В живых я остался, наверное, по воле счастливого случая. Жарким летним днём перед обедом меня вызвали на вахту. С вещами. Вручили справку об освобождении, железнодорожный билет без плацкарты и немного денег, значительно меньше, чем числилось на моём лицевом счёте. То есть меня обокрало лагерное начальство. «Воспитатели»!
После четырёх с половиной лет «перевоспитания» я очутился по ту сторону колючей проволоки. Без конвоя. Один. Не совсем. Соседом по купе оказался тоже бывший амнистированный зек. И покатил через сибирские, с мелькавшими вышками зон, просторы на Урал, к родителям, чтобы начать новую жизнь.
Врач из меня не получился. Я стал журналистом. Через много лет по редакционному заданию я оказался вблизи села, название которого вспомнилось сразу. Решил: пусть поздно, однако сдержу данное когда-то слово.
Нужный дом нашёл без труда. В селе царили тишина и безлюдье. Теплынь. Отворил обветшалую калитку и вошёл в заросший сорными травами двор. Изба невелика, древняя — в землю вросла. Дверь не заперта, а внутри — никого. Огляделся: обстановка — убогая. Бедность. На стене веер выцветших семейных фотографий в рамке под стеклом. Больше почему-то запечатлены похороны, покойники и малые дети. Отдельно, над кроватью, парный фотопортpeт в пожелтевшем от времени паспарту — он и она.
Возвратился во двор, в огород заглянул — там и обнаружил хозяйку. Она окучивала картошку. Старуха в тёмной одежде, в выгоревшем белом платочке с синим горошком.

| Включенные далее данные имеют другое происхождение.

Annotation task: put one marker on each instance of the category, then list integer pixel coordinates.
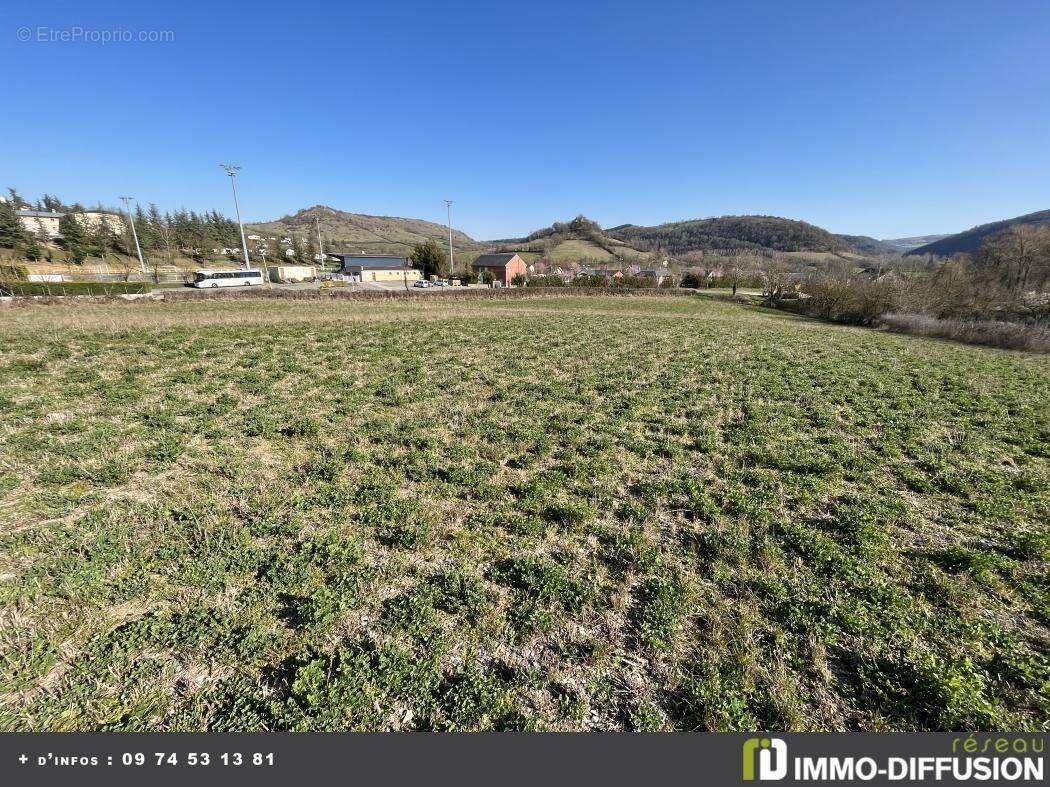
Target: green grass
(553, 513)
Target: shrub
(992, 333)
(49, 289)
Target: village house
(502, 267)
(657, 275)
(45, 224)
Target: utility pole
(320, 241)
(452, 264)
(231, 170)
(138, 249)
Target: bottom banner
(520, 759)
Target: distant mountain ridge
(359, 232)
(970, 240)
(740, 233)
(906, 245)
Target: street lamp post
(452, 263)
(134, 234)
(320, 242)
(231, 170)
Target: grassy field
(561, 513)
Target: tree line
(161, 235)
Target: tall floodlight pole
(320, 241)
(231, 170)
(138, 249)
(452, 264)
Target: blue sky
(885, 119)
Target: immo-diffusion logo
(771, 753)
(1007, 759)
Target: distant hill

Я ещё не подошёл к ней, а у старухи на коричневом от загара морщинистом лице улыбка, приветливая и застенчивая.
— Я к вам от сына, — сказал я, забыв как его звали: то ли Виктор, то ли Николай.
— Неужто жив Коленька? — встрепенулась она.
И произошло невообразимое: я увидел, что никакая она не старуха, ну лет пятидесяти, не более, только очень измождённая.
— Когда наказ давал известить вас, то жив был, — сказал я полуправду, словно кто мне приказал. — Давно это было, аж в пятьдесят четвертом.
— А я с тех пор никаких весточек от него не получала. Знать-то, неживой он, подумала грешным делом. А сны вещие мне были, что жив…
— Виноват, что сразу вам не написал. А после так получилось, что уехал далеко. Армия, учёба. И вот, по случаю завернул…
Нет, она не осерчала на меня. Спрашивала: ну как он там? Небось, нелегко в тюрьме-то? Тяжко?
— Работа — тяжёлая, — подтвердил я. — Но — ничего. Можно выдержать. Если поднапрячься. И здоровье есть.
— Ну, да к чижолому труду он сызмальства приучен. Привышный. Крепкий парнишка, жилистый. В отца. Выдюжит. Да чего ж мы тута стоим, идёмте в избу.
И потекла неспешная беседа.
Отец Коли не вернулся с фронта, погиб в сорок четвёртом в Пруссии. Там и похоронен рядовой Иван Парамонов. Десяти лет Коля остался сиротой. За год до того простыл и умер младший брат. Мария Ивановна указала мне на одну из похоронных фотографий.
— Учитель у нас был, Василь Егорыч. У него аппарат был. Он и делал нам карточки, — поведала она. — Хороший был человек. Детишек любил. И Колю мово. «Самолётиком» всё кликал.
Хозяйка не спеша собрала на стол. Извинилась за скудное угощение. И продолжала расспрашивать о сыне. К стыду своему, я почти ничего определённого не мог рассказать.
Мария Ивановна с полочки, на которой икона-благословение стояла, достала замусоленное, почти нечитаемое письмо. Одно из последних. Треугольничек с незабытым мною обратным адресом: почтовый ящик №…
В общем, Мария Ивановна оказалась добрым, радушным человеком, бесхитростным и честным. И безмерно несчастным, хотя ни одной жалобы не проронила. Это было видно по тому, как она держится, говорит. И по мере знакомства во мне разрасталось недоумение: как в столь человечной обстановке мог вырасти будущий душегуб? Ведь тот крайне озлобленный и образно воспринятый мною ощерившимся волком лагерный бандит и вот этот, на фотографии, славный босоногий парнишка с самодельным планером в руках — одно и то же существо?